Gündemin yoğunluğu ve derinliği karşısında
"Maneviyat Güvenliği" konusuna girmek ilginç karşılanabilir. Devletin
kırmızı kitabı olarak bilinen
Milli Güvenlik Siyaset Belgesi (MGSB) güncellenirken, bu meseleyi özellikle ele almak istiyordum. Askeri güvenlik, finansal güvenlik, enerji güvenliği, gıda güvenliği, siber güvenlik kadar önemli bir başlık da manevi alana ilişkin güvenlik. Diyebilirsiniz ki
"Ne alâka?"
Öyle ya kendisini muhafazakâr demokrat olarak tanımlayan bir iktidar iş başında. Milliyetçi- muhafazakâr çizgide bir ittifak bileşeni de var. O halde
"maneviyat güvenliği de nereden çıktı?" diye sorulabilir. Hatta endişeye mahal olmadığı bile ileri sürülebilir.
Oysa gelişmeler ciddi tehditlerle karşı karşıya kaldığımızı, tekil tekil konuştuğumuz hususlarda elimizden gelenin sınırlı olduğunu, sosyal medyanın asimet-rik gücü karşısında yetersiz kaldığımızı gösteriyor.
Bakınız burada format atılmış veya tek tip insan yetiştirilmesinden söz etmiyorum. Bu coğrafyada bin yıldır her türlü badireye rağmen bir arada yaşamamızı teminat altına alan değerlerden söz ediyorum.
İrfanî gelenek kalbin eğitilmesi, hikmetle donatılması, nefsin dizginlenmesi sürecinin bir özeti aslında. Nitekim
Gazali,
"İlmi ateşi görmeye, irfanı ise o ateşle ısınmaya" benzetir!
Anadolu İrfan Geleneği ise toprağı vatan yapmayı; boyları, soyları, bireyleri, etnik unsurları millet kılmayı esas alır. Birleştiren, bütünleştiren müşterek hislerin kapsama alanını genişletir, kuvvetlendirir, gelecek nesillere aktarır.

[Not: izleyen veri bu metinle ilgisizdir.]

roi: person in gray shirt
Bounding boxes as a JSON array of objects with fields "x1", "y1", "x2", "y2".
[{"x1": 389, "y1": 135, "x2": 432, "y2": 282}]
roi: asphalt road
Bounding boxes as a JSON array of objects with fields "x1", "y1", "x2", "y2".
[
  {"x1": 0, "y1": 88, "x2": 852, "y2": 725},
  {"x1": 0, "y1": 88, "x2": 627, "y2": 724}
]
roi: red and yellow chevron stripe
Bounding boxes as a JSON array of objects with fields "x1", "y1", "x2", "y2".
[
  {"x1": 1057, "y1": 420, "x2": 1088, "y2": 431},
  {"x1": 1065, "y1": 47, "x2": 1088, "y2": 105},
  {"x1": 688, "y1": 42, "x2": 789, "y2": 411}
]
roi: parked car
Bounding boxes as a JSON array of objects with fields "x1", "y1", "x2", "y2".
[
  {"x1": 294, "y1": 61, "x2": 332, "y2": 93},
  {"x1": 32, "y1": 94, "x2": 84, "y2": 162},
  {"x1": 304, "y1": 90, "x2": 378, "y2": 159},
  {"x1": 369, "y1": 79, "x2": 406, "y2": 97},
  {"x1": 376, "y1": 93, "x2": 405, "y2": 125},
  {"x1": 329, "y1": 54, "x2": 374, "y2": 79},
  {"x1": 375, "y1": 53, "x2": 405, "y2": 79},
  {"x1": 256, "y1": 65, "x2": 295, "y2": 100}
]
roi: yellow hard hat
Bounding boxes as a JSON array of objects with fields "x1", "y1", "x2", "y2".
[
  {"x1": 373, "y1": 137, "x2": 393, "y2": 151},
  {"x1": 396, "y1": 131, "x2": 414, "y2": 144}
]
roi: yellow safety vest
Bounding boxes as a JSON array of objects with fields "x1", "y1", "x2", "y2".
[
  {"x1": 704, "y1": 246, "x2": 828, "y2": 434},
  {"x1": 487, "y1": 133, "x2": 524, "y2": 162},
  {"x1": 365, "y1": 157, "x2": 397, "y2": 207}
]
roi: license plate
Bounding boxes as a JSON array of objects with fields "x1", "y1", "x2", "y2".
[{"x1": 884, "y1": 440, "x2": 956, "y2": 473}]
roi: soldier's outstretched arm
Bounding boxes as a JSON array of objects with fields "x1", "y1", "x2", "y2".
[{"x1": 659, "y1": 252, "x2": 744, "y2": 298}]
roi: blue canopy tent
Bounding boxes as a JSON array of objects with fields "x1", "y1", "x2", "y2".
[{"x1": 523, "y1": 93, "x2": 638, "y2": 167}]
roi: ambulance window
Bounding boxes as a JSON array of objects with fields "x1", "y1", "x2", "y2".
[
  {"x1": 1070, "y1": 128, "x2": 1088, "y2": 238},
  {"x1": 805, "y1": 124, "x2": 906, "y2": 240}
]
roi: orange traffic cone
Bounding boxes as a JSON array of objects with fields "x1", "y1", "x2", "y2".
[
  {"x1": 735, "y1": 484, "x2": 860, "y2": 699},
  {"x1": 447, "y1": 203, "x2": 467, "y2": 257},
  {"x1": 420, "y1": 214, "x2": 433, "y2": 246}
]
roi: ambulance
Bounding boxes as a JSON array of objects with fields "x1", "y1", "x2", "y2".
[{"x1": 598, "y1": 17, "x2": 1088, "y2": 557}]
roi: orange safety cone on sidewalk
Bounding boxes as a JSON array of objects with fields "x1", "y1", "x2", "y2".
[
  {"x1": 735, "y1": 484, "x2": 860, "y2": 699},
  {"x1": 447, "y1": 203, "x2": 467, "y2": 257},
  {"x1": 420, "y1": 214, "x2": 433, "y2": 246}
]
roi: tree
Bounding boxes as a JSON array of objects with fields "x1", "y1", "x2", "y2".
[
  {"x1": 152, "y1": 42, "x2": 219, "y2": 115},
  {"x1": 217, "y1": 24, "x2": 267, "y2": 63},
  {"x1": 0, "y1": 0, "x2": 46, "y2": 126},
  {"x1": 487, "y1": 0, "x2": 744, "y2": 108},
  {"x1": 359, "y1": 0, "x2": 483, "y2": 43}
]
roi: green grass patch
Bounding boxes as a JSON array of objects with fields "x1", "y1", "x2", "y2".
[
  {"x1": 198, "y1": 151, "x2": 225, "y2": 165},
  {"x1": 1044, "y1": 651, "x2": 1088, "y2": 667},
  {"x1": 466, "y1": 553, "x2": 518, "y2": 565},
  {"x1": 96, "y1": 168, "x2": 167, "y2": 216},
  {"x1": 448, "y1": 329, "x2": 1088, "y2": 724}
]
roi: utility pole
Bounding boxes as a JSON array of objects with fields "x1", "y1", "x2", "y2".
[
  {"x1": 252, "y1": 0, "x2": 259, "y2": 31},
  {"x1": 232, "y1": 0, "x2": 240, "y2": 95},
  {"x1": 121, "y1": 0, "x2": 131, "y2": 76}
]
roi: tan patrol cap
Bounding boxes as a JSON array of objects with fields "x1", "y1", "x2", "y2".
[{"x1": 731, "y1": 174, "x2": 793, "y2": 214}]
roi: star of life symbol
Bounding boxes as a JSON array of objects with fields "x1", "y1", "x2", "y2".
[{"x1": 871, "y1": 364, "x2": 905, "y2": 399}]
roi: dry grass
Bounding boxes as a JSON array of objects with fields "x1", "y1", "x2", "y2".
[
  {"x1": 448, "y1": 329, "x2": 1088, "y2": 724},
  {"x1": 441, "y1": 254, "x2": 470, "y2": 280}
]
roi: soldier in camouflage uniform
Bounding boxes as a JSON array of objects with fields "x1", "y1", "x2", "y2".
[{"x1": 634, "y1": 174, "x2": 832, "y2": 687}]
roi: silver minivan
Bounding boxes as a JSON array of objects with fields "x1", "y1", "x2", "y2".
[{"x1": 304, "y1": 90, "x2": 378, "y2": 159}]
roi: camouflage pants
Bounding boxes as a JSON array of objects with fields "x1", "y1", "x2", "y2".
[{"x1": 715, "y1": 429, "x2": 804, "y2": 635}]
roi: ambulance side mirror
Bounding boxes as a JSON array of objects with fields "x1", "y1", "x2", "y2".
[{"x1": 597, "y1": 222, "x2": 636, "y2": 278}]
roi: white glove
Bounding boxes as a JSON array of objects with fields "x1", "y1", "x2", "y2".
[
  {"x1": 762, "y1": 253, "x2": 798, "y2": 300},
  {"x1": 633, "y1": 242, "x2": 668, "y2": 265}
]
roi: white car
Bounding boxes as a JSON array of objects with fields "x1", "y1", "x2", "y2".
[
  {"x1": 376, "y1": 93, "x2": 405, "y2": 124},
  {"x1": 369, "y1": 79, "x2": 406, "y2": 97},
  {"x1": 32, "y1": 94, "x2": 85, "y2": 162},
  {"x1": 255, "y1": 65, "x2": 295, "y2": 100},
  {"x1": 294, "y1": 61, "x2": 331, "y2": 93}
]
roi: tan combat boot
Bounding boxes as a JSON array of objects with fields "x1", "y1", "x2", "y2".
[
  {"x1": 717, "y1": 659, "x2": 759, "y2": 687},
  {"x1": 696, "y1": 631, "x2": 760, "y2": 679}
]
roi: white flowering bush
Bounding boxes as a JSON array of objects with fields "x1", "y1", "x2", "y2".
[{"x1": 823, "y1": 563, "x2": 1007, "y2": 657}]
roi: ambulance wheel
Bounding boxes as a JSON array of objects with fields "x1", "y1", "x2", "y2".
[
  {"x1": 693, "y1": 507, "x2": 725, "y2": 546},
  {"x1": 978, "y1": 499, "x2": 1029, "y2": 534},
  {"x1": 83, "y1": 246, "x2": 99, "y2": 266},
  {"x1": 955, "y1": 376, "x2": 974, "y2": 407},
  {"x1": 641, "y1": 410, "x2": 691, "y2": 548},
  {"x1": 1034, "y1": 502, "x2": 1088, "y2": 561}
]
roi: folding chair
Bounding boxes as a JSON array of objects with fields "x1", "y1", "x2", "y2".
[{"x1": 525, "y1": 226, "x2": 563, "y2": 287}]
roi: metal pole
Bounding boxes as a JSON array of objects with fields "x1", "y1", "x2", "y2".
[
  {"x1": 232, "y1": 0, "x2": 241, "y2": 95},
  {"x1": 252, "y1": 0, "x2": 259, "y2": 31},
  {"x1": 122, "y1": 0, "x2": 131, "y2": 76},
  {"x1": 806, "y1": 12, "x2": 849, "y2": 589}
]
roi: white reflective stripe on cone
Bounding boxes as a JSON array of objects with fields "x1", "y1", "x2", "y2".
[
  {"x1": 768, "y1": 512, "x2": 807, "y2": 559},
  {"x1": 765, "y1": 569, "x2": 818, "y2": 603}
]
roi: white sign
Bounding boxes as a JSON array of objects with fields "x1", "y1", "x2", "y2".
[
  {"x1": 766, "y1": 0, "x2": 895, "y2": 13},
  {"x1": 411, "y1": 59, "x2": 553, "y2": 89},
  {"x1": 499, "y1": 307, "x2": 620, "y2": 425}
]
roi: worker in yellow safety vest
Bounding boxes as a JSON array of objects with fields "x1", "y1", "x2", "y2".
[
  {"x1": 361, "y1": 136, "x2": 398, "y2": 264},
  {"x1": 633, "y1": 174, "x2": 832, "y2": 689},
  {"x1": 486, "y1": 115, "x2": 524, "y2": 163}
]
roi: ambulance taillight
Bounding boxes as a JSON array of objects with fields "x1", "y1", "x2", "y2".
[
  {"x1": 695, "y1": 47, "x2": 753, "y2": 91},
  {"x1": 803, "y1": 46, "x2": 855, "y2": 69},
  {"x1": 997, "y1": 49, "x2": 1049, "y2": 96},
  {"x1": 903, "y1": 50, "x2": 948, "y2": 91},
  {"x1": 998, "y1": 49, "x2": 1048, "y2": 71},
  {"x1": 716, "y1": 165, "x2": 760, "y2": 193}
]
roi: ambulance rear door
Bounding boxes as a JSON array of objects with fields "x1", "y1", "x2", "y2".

Bu açıdan bakıldığında merkezinde arı duru İslâm'ın bulunduğu, güzel ahlâkla tamamlanmış, merhamet ve vicdanla harmanlanmış dini ve milli değerler toplamının hızla aşınmakta olduğuna dair kaygılar taşıyoruz.
***
Bu yazıyı yazmama vesile olan kavramlaştırmanın güncel çıkış noktasında, eski Diyanet İşleri Başkanı
Mehmet Görmez Hoca'nın, Habertürk TV'deki röportajı etkili oldu.
Görmez Hoca, o akşam ki konuşmasında…
"Dinin, onda biri Nas, onda dokuzu içtihattır!" dedi. İçtihat
kapısındaki açmazlarımıza değindi.
Sonra, şu etkileyici ve çokça düşündürücü çerçeveyi çizdi:
Şeriat: İslâm'ın adalet talebidir.
Ümmet: İslâm'ın vahdet talebidir.
Hilâfet: İslâm'ın siyaset talebidir.
Esasen eski Diyanet İşleri Başkanı
Ali Bardakoğlu'nun, İslâm dinini anlatma noktasındaki sorunlarımız, dinin giderek dünyevileştirilmesi, manevi kanaat önderlerinin de bu akıma kapılması, çağın sorunlarına İslâm içinde çözüm üretme ve bilhassa gençlere yansıtma konusundaki zayıflıklarımıza ilişkin tespitleri de dün gibi aklımda…
Evet…
Buradaki kavramların ağırlığının, kolaylıkla ayrışma meselesi yapılacağının ve maalesef siyasal zemine çekilerek kutuplaşma aracına dönüştürüleceğinin farkındayım. Zaten Diyanet İşleri Başkanlığı'na yönelik sistematik olumsuz kampanyalar, koca Diyanet'in bu sınamalarla başa çıkmadaki patinajı bize çok şey anlatıyor.
Ayrıca…
Cemaat ve tarikatların bir nevi bağımsızlık arayışı, farklı yorumlara göre dini anlayış manasına gelebilecek talepleri de bir kenarda ve hayli sıkıntılı olarak duruyor.
Alevi yurttaşların makul beklentileri de hepimizin malûmu.
Ve nihayet lâiklik ile lâikçilik ikilemi!
Özetle diyorum ki…
MGSB,
"Maneviyat Güvenliği" başlığını da içermeli.
Kurum, kuruluş ve bireyleri harekete
geçirecek mekanizmalara tesir etmelidir.